La sequenza Pulsar è una delle ultime aggiunte a OEIS, il che significa che è qualcosa di davvero nuovo: cosa piuttosto incredibile, dopo decenni di ricerca di successioni di interi. I primi suoi termini sono
1, 2, 1, 3, 2, 1, 4, 2, 3, 1, 5, 2, 3, 4, 1, 6, 2, 4, 3, 5, 1, 7, 2, 5, 4, 3, 6, 1, 8, 2, 6, 4, 5, 3, 7, 1, 9, 2, 7, 4, 5, 6, 3, 8, 1, …

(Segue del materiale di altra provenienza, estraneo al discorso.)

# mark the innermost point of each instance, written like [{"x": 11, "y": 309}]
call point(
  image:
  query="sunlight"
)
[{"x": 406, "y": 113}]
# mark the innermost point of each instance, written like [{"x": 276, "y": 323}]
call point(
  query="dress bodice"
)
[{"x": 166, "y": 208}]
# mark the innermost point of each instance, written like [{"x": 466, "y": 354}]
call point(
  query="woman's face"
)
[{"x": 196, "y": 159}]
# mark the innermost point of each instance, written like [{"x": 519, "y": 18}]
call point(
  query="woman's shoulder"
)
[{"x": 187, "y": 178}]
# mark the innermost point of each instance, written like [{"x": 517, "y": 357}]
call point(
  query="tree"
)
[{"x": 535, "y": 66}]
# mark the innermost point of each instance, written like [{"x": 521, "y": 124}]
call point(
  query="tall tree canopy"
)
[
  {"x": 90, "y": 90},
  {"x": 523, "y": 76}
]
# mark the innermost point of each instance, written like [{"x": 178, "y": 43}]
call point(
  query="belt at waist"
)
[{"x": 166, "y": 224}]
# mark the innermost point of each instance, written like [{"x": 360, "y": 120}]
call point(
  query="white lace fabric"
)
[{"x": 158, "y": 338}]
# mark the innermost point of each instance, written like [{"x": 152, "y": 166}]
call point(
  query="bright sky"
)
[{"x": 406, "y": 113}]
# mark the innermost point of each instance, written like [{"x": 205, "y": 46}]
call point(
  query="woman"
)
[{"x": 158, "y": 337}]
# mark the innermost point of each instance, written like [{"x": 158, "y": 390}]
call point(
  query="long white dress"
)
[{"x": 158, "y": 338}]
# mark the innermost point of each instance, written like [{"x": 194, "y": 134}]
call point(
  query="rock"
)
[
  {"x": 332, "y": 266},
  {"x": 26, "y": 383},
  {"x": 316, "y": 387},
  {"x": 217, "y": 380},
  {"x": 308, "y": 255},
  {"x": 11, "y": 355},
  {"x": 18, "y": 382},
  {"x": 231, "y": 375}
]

dove ho scritto alternativamente in corsivo e grassetto i numeri delle sottosequenze per riconoscerli meglio. Riuscite a vedere come queste sottosequenze S(n) sono generate? In pratica il primo termine di S(n) è sempre n e l’ultimo è 1; a partire da S(3) i numeri in mezzo sono quelli di S(n−2) a cui si somma 1 e che vengono scritti in ordine inverso. Quindi se S(5) è (5,2,3,4,1) noi scriviamo (6,3,4,5,2), lo rovesciamo in (2,5,4,3,6), gli mettiamo in cima 7 e in fondo 1 e otteniamo S(7). Ma possiamo anche continuare per induzione a costruire quadrati contenenti la sequenza pulsar! Per passare per esempio da 5 a 6 caselle, aggiungiamo una striscia verticale per la spirale e la striscia orizzontale che completa il quadrato: poi sommiamo 1 a tutti i numeri della spirale (nella figura sotto li vedete in rosso), completiamo la spirale con i numeri per formare un quadrato latino (sono in blu nella figura) e infine aggiungiamo S(5) in basso (in verde). Da qui potete facilmente verificare le varie proprietà accennate sopra: esiste un’unica successione, perché c’è solo un modo per riempire righe e colonne: il primo valore è sempre n (perché nell’antipulsar della spirale è 1) e l’ultimo 1 (perché nell’antipulsar è n), e così via.